The relatively hardline stance from Fed officials stands in sharp contrast to BOJ policymakers who have stuck with monetary easing even as most global peers tighten, a disparity that favors the US currency. The Fed projected borrowing costs will go higher than previously seen, while almost all of the economists surveyed by Bloomberg see the BOJ leaving its ultra loose policy unchanged on Friday.
The Japanese currency fell 1% to around 141.50 per dollar, even after Chief Cabinet Secretary Hirokazu Matsuno said that excessive movements weren’t desirable. Last month when the yen weakened to similar levels, top currency official Masato Kanda said that the government would take action if needed, after an unscheduled meeting between the BOJ, Ministry of Finance and Financial Services Agency.
“The trend for the yen to weaken amid no policy change by the BOJ, in combination with a more hawkish Fed, is likely to continue for a while,” said Tsutomu Soma, a bond and currency trader at Monex Inc. “The authorities may verbally intervene as the yen continues to weaken but actual intervention is unlikely as there’s some benefit from it for the nation, such as higher stock prices.”

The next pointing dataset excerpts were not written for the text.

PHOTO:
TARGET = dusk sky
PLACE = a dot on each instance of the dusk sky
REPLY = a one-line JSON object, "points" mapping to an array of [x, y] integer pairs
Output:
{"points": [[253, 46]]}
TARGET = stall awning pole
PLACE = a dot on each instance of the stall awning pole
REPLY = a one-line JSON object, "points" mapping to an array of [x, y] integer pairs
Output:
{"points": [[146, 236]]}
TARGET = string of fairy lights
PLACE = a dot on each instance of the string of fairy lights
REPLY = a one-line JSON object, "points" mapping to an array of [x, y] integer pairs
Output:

The benchmark US Treasury yield climbed 4 basis points to 3.83% in Asia trading, with its Japanese counterpart little changed at 0.42%. The widening gap between the two played a huge part in pushing the yen to a three-decade low last year.
Demand for the dollar was also likely influenced by Japanese importers, who typically buy the greenback on trading days that are a multiple of five such as the 10th, 15th and 20th of any month.